Come già nell’esecuzione alla Biennale Musica del 1964, anche in questo nuovo allestimento al lavoro di Nono fa seguito una composizione di Schönberg: allora si trattò del Pierrot Lunaire e oggi Erwartung, l’allucinato monodramma di Marie Pappenheim, regolarmente presente nelle stagioni del teatro lirico veneziano. La cornice scenica resta la stessa ma le immagini della fabbrica vengono sostituite da astratti lampi di luce (immaginati da Angelo Linzalata, che firma anche lo spoglio dispositivo scenico). La foresta, proiezione della tormentata psiche della protagonista unica, viene evocata attraverso i corpi nudi sdraiati al suolo, che sono gli stessi della fabbrica di Nono quasi per creare un ponte fra questi due lavori molto distanti e che tali rimangono nonostante lo sforzo di astrazione. Soprattutto in Erwartung, tuttavia, il disegno scenico attenua almeno in parte la suggestione tutta simbolica e interiore del lungo delirio psicotico della donna. 

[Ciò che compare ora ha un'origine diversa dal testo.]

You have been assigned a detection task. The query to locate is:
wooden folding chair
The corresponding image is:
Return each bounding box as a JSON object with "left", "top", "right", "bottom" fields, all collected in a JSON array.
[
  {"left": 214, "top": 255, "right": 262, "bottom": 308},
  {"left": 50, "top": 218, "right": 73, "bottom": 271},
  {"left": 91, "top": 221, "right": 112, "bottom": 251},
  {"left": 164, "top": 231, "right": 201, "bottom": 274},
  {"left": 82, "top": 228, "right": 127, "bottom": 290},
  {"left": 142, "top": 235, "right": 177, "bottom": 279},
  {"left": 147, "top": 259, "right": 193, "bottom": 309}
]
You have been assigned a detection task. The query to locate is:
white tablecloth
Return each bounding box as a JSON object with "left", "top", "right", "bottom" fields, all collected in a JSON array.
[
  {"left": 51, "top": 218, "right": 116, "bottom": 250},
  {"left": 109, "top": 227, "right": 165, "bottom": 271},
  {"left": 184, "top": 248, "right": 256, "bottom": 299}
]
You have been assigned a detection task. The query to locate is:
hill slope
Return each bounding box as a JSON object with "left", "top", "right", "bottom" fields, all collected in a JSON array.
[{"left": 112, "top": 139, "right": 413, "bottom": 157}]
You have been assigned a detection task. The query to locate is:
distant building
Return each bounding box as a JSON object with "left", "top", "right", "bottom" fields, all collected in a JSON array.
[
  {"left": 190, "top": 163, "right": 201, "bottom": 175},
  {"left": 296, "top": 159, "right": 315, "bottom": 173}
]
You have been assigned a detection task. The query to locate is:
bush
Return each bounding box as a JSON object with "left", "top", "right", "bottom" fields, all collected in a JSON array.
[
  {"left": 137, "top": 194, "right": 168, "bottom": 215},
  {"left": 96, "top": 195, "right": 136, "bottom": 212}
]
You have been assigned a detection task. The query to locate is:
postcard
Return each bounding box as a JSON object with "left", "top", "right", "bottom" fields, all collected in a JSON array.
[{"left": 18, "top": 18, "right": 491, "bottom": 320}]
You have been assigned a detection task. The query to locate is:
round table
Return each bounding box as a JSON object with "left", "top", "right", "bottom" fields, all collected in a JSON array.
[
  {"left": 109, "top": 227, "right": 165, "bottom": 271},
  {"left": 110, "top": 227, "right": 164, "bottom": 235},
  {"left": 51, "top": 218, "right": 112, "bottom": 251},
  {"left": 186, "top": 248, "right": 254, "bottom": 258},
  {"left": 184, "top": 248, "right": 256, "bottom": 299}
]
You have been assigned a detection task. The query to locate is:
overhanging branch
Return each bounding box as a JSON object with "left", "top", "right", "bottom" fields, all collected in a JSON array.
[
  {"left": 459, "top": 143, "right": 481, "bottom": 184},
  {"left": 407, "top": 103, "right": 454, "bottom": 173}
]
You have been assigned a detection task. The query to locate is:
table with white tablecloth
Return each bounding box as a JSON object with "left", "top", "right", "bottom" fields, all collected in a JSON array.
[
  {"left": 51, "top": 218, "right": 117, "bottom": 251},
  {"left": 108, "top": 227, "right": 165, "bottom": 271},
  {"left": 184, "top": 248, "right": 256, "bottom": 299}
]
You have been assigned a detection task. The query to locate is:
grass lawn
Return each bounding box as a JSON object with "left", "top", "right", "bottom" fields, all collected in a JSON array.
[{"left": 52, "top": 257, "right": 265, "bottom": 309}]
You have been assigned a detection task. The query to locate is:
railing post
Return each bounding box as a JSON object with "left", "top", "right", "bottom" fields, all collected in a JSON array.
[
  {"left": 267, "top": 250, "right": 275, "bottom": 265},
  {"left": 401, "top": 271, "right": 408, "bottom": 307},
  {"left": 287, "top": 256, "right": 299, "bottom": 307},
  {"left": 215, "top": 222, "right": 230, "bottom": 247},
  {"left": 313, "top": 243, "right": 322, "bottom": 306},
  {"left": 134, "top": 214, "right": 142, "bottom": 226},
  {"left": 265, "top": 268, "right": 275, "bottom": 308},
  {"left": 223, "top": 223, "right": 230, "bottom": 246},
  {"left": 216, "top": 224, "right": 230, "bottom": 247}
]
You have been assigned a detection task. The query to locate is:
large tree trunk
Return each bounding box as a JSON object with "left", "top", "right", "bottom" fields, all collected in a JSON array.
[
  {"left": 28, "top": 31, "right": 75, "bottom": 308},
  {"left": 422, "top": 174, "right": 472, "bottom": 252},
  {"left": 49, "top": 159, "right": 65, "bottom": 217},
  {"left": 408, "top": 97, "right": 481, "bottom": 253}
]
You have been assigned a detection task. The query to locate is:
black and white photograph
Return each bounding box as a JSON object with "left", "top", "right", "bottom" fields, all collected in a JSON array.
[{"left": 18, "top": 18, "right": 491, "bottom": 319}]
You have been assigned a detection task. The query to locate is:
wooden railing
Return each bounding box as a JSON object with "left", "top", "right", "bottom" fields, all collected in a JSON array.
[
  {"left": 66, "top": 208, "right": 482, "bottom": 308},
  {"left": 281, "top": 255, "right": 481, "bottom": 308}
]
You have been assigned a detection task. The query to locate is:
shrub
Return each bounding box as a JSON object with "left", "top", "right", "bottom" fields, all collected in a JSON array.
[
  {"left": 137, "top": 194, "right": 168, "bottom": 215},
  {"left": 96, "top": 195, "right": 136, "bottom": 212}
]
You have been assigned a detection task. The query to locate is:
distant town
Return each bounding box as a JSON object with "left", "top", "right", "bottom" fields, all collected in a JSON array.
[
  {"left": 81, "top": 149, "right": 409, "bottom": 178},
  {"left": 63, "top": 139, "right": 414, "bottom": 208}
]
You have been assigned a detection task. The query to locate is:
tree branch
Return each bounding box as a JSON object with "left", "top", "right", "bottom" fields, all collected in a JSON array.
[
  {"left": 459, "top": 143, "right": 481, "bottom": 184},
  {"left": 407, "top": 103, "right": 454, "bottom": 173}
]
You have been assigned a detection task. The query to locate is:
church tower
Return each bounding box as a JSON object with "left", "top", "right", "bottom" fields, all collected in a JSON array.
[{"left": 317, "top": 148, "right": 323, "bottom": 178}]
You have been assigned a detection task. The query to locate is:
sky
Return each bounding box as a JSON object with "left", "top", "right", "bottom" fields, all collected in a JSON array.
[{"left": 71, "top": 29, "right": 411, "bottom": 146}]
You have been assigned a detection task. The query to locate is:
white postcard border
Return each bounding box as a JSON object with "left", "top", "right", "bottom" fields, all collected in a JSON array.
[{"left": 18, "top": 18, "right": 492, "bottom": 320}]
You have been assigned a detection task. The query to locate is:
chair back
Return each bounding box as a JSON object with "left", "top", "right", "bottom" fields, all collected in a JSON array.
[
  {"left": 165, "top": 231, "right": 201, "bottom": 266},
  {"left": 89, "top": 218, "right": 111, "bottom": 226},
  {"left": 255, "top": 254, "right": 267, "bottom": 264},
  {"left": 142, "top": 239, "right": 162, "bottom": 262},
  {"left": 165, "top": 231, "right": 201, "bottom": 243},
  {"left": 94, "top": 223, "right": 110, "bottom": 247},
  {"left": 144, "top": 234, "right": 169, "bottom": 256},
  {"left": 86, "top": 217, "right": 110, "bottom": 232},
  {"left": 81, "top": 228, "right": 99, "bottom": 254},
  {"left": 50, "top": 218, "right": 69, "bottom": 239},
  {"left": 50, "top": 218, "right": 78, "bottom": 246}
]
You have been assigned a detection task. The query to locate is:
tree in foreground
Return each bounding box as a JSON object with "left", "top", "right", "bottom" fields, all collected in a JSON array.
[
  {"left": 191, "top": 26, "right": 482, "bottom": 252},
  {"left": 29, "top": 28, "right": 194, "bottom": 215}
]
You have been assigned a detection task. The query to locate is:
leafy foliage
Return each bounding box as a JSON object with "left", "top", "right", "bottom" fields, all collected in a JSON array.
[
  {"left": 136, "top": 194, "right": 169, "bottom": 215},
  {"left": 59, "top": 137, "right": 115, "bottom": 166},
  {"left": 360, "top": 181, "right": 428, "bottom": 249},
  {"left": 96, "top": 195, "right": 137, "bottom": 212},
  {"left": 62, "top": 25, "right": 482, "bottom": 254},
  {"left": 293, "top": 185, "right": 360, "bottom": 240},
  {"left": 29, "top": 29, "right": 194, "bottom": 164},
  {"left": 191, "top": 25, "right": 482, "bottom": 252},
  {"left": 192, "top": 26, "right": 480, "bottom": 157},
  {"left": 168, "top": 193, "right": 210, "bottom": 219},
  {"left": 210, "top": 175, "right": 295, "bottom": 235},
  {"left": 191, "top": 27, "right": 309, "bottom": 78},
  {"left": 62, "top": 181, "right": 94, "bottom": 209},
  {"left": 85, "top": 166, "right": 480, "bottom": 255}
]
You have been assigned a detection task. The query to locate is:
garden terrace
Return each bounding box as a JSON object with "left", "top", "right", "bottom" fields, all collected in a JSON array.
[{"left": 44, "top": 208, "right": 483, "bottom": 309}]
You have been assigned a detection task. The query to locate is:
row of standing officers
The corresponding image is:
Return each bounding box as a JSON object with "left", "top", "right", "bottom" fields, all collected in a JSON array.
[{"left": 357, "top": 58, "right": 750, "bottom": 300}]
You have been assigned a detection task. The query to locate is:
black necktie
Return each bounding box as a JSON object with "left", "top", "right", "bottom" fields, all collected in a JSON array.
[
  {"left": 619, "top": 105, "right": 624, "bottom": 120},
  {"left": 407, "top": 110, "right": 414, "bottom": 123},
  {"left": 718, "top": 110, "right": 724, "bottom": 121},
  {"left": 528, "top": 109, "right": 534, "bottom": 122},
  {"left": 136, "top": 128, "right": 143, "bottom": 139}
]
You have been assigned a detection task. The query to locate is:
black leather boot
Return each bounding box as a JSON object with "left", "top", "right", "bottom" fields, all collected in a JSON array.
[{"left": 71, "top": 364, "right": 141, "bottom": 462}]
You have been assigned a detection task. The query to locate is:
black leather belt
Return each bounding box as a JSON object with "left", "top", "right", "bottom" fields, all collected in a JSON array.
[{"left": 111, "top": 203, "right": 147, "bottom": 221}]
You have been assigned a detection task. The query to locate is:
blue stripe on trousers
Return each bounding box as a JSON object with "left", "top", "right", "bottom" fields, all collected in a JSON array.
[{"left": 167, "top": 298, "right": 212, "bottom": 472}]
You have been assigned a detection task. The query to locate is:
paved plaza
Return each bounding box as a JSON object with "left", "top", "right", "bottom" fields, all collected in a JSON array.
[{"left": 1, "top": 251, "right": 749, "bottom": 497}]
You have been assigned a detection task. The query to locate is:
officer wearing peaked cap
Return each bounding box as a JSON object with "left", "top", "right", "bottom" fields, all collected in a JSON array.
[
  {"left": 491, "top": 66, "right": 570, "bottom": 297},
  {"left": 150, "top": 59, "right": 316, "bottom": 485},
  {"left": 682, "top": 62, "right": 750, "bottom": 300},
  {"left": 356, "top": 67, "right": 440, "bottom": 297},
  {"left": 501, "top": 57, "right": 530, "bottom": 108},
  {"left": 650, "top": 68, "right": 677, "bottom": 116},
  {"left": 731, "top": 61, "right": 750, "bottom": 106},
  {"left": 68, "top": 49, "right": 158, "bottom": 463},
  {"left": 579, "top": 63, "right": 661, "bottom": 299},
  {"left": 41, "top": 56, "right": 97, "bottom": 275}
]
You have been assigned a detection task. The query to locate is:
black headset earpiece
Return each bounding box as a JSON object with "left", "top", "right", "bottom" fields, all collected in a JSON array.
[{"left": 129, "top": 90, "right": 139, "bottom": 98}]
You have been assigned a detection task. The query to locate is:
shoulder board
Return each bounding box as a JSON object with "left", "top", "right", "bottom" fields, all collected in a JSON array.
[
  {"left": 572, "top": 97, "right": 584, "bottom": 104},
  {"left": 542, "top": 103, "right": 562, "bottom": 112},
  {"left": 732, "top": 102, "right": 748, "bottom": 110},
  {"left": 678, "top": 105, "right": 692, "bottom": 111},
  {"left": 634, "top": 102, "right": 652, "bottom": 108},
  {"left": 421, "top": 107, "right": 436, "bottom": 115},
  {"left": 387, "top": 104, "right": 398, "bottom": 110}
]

Sul piano musicale la patente dell’autenticità ne La fabbrica illuminata è assicurata dalla presenza alla regia sonora di Alvise Vidolin, a lungo stretto collaboratore di Luigi Nono, prima ancora che dalla prova di alta professionalità del soprano Sarah Maria Sun. In Erwartung, invece, il direttore Jérémie Rhorer sterilizza le asperità espressioniste della partitura in una lettura che classifica Schönberg come rappresentante terminale delle frange post-romantiche più estreme. Ottima la prova dell’Orchestra del Teatro La Fenice e della protagonista Heidi Melton ma manca l’angoscia e il grido è soffocato. 

Nonostante la proposta impervia, il pubblico risponde numeroso all’ultima delle recite in cartellone e tributa un sincero successo alla serata.